Aquel 23 de marzo de 2017 fuimos con Julián, mi amiga Bernarda y sus hijos a la marcha que se hace en La Plata en repudio al Golpe Militar.
Una vez más se había incrustado en mí esa espina de que el centralismo porteño nos empujara a marchar el 24 en Buenos Aires y no en La Plata misma; como si la historia de la ciudad no alcanzara para caminarla, para imprimirle nuestra estela invisible justo en esa fecha. También como cada año, una imperiosa necesidad me envolvió de cuerpo completo y me transportó a la liturgia del evento.
Esta vez, a los abrazos de encuentros entrañables se le sumó la singular compañía de los chiquitos; a media lengua y con copos de chocolate fuimos quedando en la retaguardia de la procesión, al ritmo que marcaba el paso de los nenes de tres años.
Mis primeras marchas, cuando era niña, fueron de la mano de mi abuela Marucha y marcaron cierto encuentro con quienes ya no estaban. Indudablemente hubo algo de la trasmisión generacional. Quizás por eso la situación se tiñó para mí de cierta solemnidad.
Afortunadamente, los hijos le dan nuevas connotaciones a las cosas y hacen su propio recorrido. Eso sí, que el camino tenga puntos de encuentro no viene por default. Que el retoño conmueva cierta fijeza materna no es fácil de sobrellevar. Y menos si carece de sentido de la oportunidad haciendo tambalear el apego a algún ritual en un momento emotivo.

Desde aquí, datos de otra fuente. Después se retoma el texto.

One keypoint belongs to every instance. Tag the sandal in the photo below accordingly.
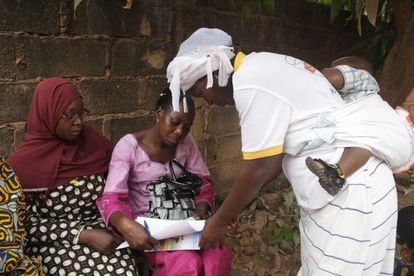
(331, 177)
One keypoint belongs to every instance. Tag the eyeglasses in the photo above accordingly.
(72, 118)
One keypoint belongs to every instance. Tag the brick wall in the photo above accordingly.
(117, 58)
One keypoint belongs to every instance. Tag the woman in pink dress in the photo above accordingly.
(142, 157)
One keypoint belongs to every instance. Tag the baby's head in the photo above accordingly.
(355, 62)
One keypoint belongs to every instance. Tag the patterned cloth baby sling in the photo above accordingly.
(172, 197)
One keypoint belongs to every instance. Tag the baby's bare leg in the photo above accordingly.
(353, 159)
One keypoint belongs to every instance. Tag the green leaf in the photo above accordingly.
(269, 5)
(285, 234)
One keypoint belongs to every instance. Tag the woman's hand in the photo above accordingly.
(201, 210)
(101, 239)
(133, 232)
(213, 233)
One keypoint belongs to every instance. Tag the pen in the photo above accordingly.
(148, 233)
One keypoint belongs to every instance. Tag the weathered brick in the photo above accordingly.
(15, 101)
(40, 16)
(224, 149)
(111, 96)
(59, 56)
(107, 18)
(126, 56)
(222, 121)
(122, 126)
(150, 93)
(96, 124)
(224, 175)
(19, 132)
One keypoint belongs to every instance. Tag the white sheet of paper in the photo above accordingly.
(162, 229)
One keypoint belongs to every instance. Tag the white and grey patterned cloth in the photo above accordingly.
(53, 226)
(358, 83)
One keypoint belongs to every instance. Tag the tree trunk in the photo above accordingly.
(397, 81)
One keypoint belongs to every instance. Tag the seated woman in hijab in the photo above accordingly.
(62, 166)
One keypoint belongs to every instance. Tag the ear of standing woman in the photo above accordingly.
(62, 166)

Yo pensaba que era importante fomentar en Julián que me cuente sus intereses y sus preocupaciones sin distinción. Pero en esa marcha la cosa dio un giro brusco cuando el muchachito empezó a tironear de mi mano con una convicción inquebrantable. Insistía de manera firme y caprichosa, casi un sacrilegio, en entrar a la famosa cadena norteamericana de hamburgueserías para no sé qué cosa de la cajita feliz.
Con una negociación llevada a cabo con palabras disimuladas entre dientes y una promesa que afortunadamente ya no recuerdo, logré superar la breve crisis. Y fue así, que culminado el incidente y terminado el recorrido, quise llevar a Juli hacia el escenario. Allí habían colocado en hilera las pancartas que con tanto amor había hecho Natalia. Los retratos de las desaparecidas y los desaparecidos que transitaron por la ciudad de La Plata, cada uno intervenido en un color diferente, estaban dispuestos en un montaje visual.
Con un movimiento fugaz encontré en un extremo del improvisado panel de pancartas la imagen de Gustavo, el abuelo de Julián, mi padre. Me inundó la sensación de haberlo hallado entre la multitud. Era la recreación de su última foto con la cara pintada de rosa viejo, look setentoso y cierta mirada familiar:
—Este es mi papá —le dije, haciendo silencio después, dando lugar a lo que le podría llegar a provocarle la situación.
Como no emitió palabra, seguí con el de al lado:
—Este es Patulo, un hermano de mi papá—. Con una sonrisa inolvidable y el flequillo al costado, Patulo brillaba en azul.
—¿Y ésta? —preguntó Julián.
—La mamá de Ana Laura, la amiga que saludamos recién. No recuerdo en qué color, pero Anahí resplandecía con su belleza inmortalizada.
Señalé el siguiente:
—Y éste es Marcelo, otro hermano de mi papá. Retratado en celeste escolar, Marcelo miraba firme, con cierta dulzura.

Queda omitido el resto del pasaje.